The hangover theory (what Krugman calls the Austrian Business Cycle Theory) is perversely seductive—not because it offers an easy way out, but because it doesn’t. It turns the wiggles on our charts into a morality play, a tale of hubris and downfall. And it offers adherents the special pleasure of dispensing painful advice with a clear conscience, secure in the belief that they are not heartless but merely practicing tough love. Powerful as these seductions may be, they must be resisted—for the hangover theory is disastrously wrongheaded. Recessions are not necessary consequences of booms. They can and should be fought, not with austerity but with liberality—with policies that encourage people to spend more, not less.

Krugman wrote this more than twenty years ago but has not changed his views since then. Not surprisingly, he reduces accounts of mal-investment—in fact, he doesn’t even use that term, wrongly calling it “overinvestment” instead—to mere moral tut-tuts which actually are dangerous because Austrians, in Krugman’s view, malevolently urge people to stop spending at a time when increased spending is needed most. In short, booms are good, always good. Booms bring prosperity, and anything that discourages prosperity is bad, end of argument.

This analysis misjudges both booms and busts, which the current political and academic climate tends to reward rather than punish. (Robert Murphy goes into detail about Krugman’s errors in this article, one well worth reading.) If Krugman believes booms are good and should be maintained perpetually, then it is reasonable to believe that anything less that outright condemnation of a bust borders on being immoral. When that viewpoint is combined with Krugman’s increasing left-wing radicalism, it is not hard to understand his unrelenting hostility to Austrians and their viewpoints. When he first criticized the Austrian business cycle theory in 1998, his take was that Austrians were wrong, dismissively so, but he stopped there. Today, he wants readers to believe that Austrians are Evil People who want others to live in poverty and starve to death. We no longer are dealing with intellectual disagreements but rather a titanic battle between the Forces of Good and Evil and Krugman is on the side of Good. One cannot argue with anyone defending free markets and market prices because, in his words, “the mendacity is the message.”

Krugman’s radicalism notwithstanding, we still must deal with his argument that economic booms not only are desirable but that they can be sustained indefinitely with no resulting damage to the economy. This is not to say that a sustained boom contains no fluctuations; even Krugman admits that, but he also believes that government simply can make adjustments on the fly to even the rough places, something that requires the election of like-minded progressives that believe government can work near economic miracles.
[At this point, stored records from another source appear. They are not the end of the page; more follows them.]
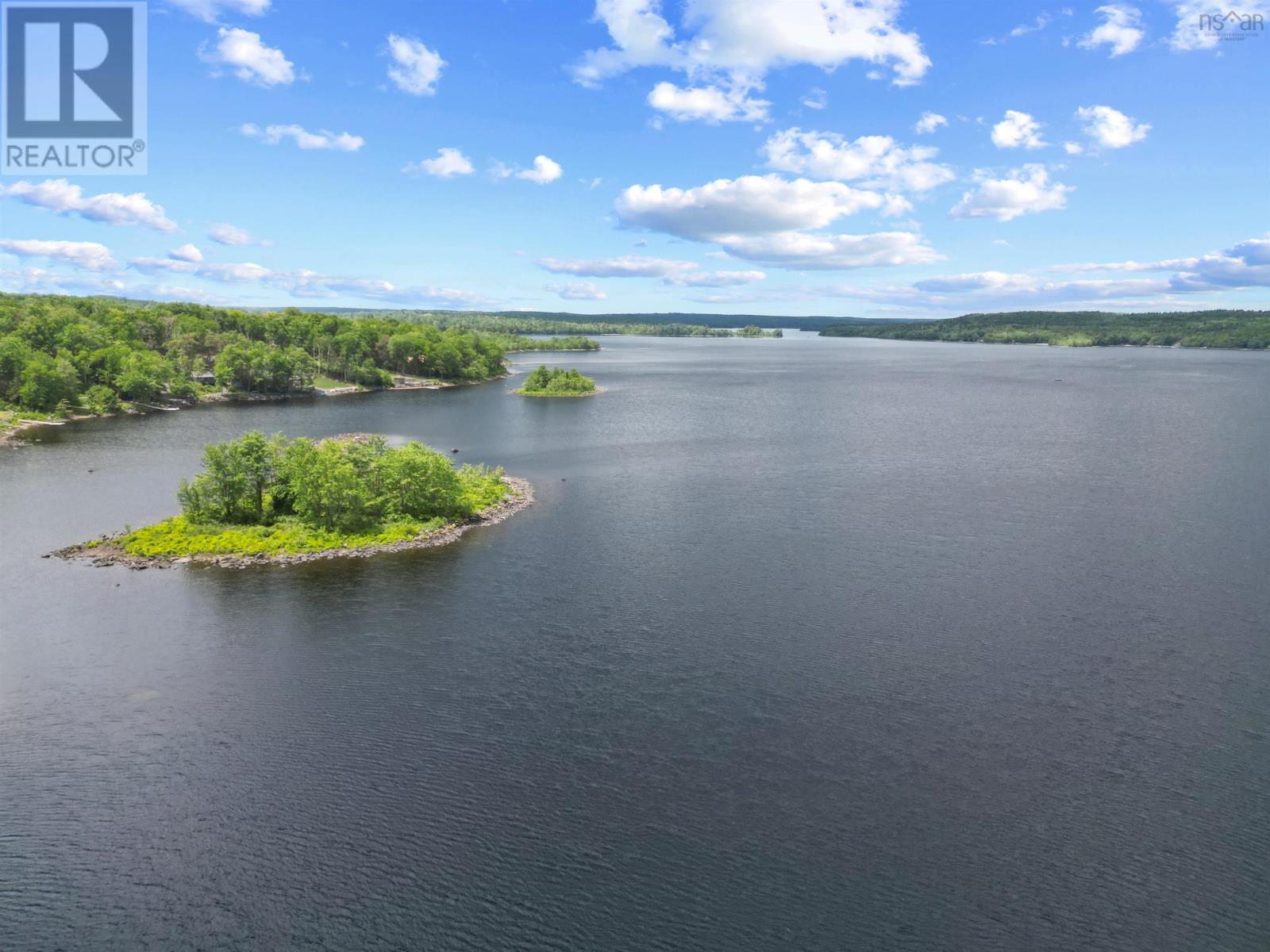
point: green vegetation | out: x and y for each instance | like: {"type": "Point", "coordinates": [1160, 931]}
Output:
{"type": "Point", "coordinates": [668, 325]}
{"type": "Point", "coordinates": [1221, 329]}
{"type": "Point", "coordinates": [556, 381]}
{"type": "Point", "coordinates": [98, 355]}
{"type": "Point", "coordinates": [279, 497]}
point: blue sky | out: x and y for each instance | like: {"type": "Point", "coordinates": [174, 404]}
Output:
{"type": "Point", "coordinates": [713, 155]}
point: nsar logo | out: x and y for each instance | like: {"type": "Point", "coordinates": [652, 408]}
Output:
{"type": "Point", "coordinates": [74, 88]}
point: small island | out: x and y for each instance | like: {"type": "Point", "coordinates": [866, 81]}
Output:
{"type": "Point", "coordinates": [556, 381]}
{"type": "Point", "coordinates": [270, 499]}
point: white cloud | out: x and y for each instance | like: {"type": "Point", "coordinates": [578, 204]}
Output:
{"type": "Point", "coordinates": [40, 279]}
{"type": "Point", "coordinates": [717, 279]}
{"type": "Point", "coordinates": [1110, 127]}
{"type": "Point", "coordinates": [710, 105]}
{"type": "Point", "coordinates": [816, 99]}
{"type": "Point", "coordinates": [1242, 266]}
{"type": "Point", "coordinates": [1026, 190]}
{"type": "Point", "coordinates": [752, 205]}
{"type": "Point", "coordinates": [448, 164]}
{"type": "Point", "coordinates": [624, 267]}
{"type": "Point", "coordinates": [417, 67]}
{"type": "Point", "coordinates": [251, 60]}
{"type": "Point", "coordinates": [1018, 130]}
{"type": "Point", "coordinates": [544, 171]}
{"type": "Point", "coordinates": [800, 251]}
{"type": "Point", "coordinates": [82, 254]}
{"type": "Point", "coordinates": [929, 124]}
{"type": "Point", "coordinates": [671, 272]}
{"type": "Point", "coordinates": [110, 207]}
{"type": "Point", "coordinates": [766, 219]}
{"type": "Point", "coordinates": [186, 253]}
{"type": "Point", "coordinates": [1193, 32]}
{"type": "Point", "coordinates": [304, 283]}
{"type": "Point", "coordinates": [323, 139]}
{"type": "Point", "coordinates": [729, 46]}
{"type": "Point", "coordinates": [578, 291]}
{"type": "Point", "coordinates": [224, 234]}
{"type": "Point", "coordinates": [211, 10]}
{"type": "Point", "coordinates": [878, 162]}
{"type": "Point", "coordinates": [1121, 29]}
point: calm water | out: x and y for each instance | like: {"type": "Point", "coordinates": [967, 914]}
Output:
{"type": "Point", "coordinates": [806, 644]}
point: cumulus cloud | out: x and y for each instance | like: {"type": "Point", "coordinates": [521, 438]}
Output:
{"type": "Point", "coordinates": [1018, 130]}
{"type": "Point", "coordinates": [83, 254]}
{"type": "Point", "coordinates": [323, 139]}
{"type": "Point", "coordinates": [416, 67]}
{"type": "Point", "coordinates": [802, 251]}
{"type": "Point", "coordinates": [314, 285]}
{"type": "Point", "coordinates": [111, 207]}
{"type": "Point", "coordinates": [448, 164]}
{"type": "Point", "coordinates": [186, 253]}
{"type": "Point", "coordinates": [1242, 266]}
{"type": "Point", "coordinates": [929, 124]}
{"type": "Point", "coordinates": [40, 279]}
{"type": "Point", "coordinates": [727, 48]}
{"type": "Point", "coordinates": [211, 10]}
{"type": "Point", "coordinates": [876, 162]}
{"type": "Point", "coordinates": [816, 99]}
{"type": "Point", "coordinates": [668, 271]}
{"type": "Point", "coordinates": [544, 171]}
{"type": "Point", "coordinates": [1121, 29]}
{"type": "Point", "coordinates": [752, 205]}
{"type": "Point", "coordinates": [710, 105]}
{"type": "Point", "coordinates": [766, 219]}
{"type": "Point", "coordinates": [1024, 192]}
{"type": "Point", "coordinates": [578, 291]}
{"type": "Point", "coordinates": [225, 234]}
{"type": "Point", "coordinates": [247, 57]}
{"type": "Point", "coordinates": [1111, 129]}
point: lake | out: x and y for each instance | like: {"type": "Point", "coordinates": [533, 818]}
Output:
{"type": "Point", "coordinates": [808, 644]}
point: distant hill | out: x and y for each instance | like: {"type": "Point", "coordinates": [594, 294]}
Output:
{"type": "Point", "coordinates": [652, 319]}
{"type": "Point", "coordinates": [1221, 329]}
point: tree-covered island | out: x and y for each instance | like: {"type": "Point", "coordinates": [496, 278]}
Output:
{"type": "Point", "coordinates": [556, 381]}
{"type": "Point", "coordinates": [291, 501]}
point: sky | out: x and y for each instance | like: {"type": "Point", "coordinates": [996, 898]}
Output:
{"type": "Point", "coordinates": [867, 158]}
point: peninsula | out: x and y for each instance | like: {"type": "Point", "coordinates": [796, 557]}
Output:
{"type": "Point", "coordinates": [270, 499]}
{"type": "Point", "coordinates": [1218, 329]}
{"type": "Point", "coordinates": [69, 357]}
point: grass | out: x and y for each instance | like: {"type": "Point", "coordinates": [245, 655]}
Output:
{"type": "Point", "coordinates": [179, 537]}
{"type": "Point", "coordinates": [330, 382]}
{"type": "Point", "coordinates": [175, 537]}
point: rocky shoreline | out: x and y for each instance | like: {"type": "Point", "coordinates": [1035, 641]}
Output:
{"type": "Point", "coordinates": [107, 551]}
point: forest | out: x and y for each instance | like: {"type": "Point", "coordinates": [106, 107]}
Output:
{"type": "Point", "coordinates": [1218, 329]}
{"type": "Point", "coordinates": [273, 495]}
{"type": "Point", "coordinates": [556, 381]}
{"type": "Point", "coordinates": [94, 355]}
{"type": "Point", "coordinates": [654, 325]}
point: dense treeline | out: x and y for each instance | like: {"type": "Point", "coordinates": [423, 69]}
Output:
{"type": "Point", "coordinates": [520, 323]}
{"type": "Point", "coordinates": [1222, 329]}
{"type": "Point", "coordinates": [64, 355]}
{"type": "Point", "coordinates": [333, 484]}
{"type": "Point", "coordinates": [556, 381]}
{"type": "Point", "coordinates": [267, 495]}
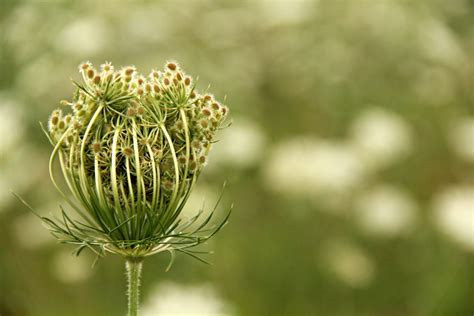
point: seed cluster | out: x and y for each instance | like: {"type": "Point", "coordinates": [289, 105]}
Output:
{"type": "Point", "coordinates": [133, 144]}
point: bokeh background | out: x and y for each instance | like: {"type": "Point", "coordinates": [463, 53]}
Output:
{"type": "Point", "coordinates": [349, 161]}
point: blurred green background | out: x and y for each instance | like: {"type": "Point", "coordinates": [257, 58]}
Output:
{"type": "Point", "coordinates": [349, 161]}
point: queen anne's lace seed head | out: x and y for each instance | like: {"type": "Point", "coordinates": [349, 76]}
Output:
{"type": "Point", "coordinates": [130, 149]}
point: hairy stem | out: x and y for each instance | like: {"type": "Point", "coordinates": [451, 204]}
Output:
{"type": "Point", "coordinates": [134, 270]}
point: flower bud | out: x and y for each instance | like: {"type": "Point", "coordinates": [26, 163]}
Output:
{"type": "Point", "coordinates": [127, 151]}
{"type": "Point", "coordinates": [172, 66]}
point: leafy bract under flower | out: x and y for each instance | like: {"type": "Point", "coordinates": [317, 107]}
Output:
{"type": "Point", "coordinates": [130, 149]}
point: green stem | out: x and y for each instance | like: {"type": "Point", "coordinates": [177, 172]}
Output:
{"type": "Point", "coordinates": [134, 271]}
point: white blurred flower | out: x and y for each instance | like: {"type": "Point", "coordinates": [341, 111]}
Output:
{"type": "Point", "coordinates": [240, 146]}
{"type": "Point", "coordinates": [380, 136]}
{"type": "Point", "coordinates": [311, 166]}
{"type": "Point", "coordinates": [83, 37]}
{"type": "Point", "coordinates": [438, 42]}
{"type": "Point", "coordinates": [349, 263]}
{"type": "Point", "coordinates": [454, 214]}
{"type": "Point", "coordinates": [462, 138]}
{"type": "Point", "coordinates": [68, 268]}
{"type": "Point", "coordinates": [179, 300]}
{"type": "Point", "coordinates": [385, 211]}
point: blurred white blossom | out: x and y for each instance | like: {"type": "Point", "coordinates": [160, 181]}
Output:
{"type": "Point", "coordinates": [179, 300]}
{"type": "Point", "coordinates": [461, 137]}
{"type": "Point", "coordinates": [282, 12]}
{"type": "Point", "coordinates": [349, 263]}
{"type": "Point", "coordinates": [385, 211]}
{"type": "Point", "coordinates": [438, 42]}
{"type": "Point", "coordinates": [380, 136]}
{"type": "Point", "coordinates": [312, 166]}
{"type": "Point", "coordinates": [434, 85]}
{"type": "Point", "coordinates": [454, 214]}
{"type": "Point", "coordinates": [83, 37]}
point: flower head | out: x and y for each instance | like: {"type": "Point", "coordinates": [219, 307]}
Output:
{"type": "Point", "coordinates": [130, 150]}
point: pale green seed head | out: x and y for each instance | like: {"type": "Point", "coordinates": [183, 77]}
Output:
{"type": "Point", "coordinates": [130, 150]}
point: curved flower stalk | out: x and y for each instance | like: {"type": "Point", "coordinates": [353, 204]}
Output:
{"type": "Point", "coordinates": [130, 150]}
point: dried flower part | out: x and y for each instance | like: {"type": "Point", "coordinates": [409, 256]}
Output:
{"type": "Point", "coordinates": [127, 150]}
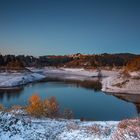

Why, then, do Austrians hold that booms cannot be sustained? First, and most important, Austrians point out that the conditions that create the boom are not benign. Booms occur when monetary authorities (i.e., Federal Reserve System or some other national central bank) hold interest rates below market levels by expanding the supply of money for the purpose of expanding borrowing for business expansion. This increases the demand for capital goods (and factors of production associated with their creation) and puts new money into the hands of employees in those associated industries. The employees spend the money on consumer goods, creating new demand for those products.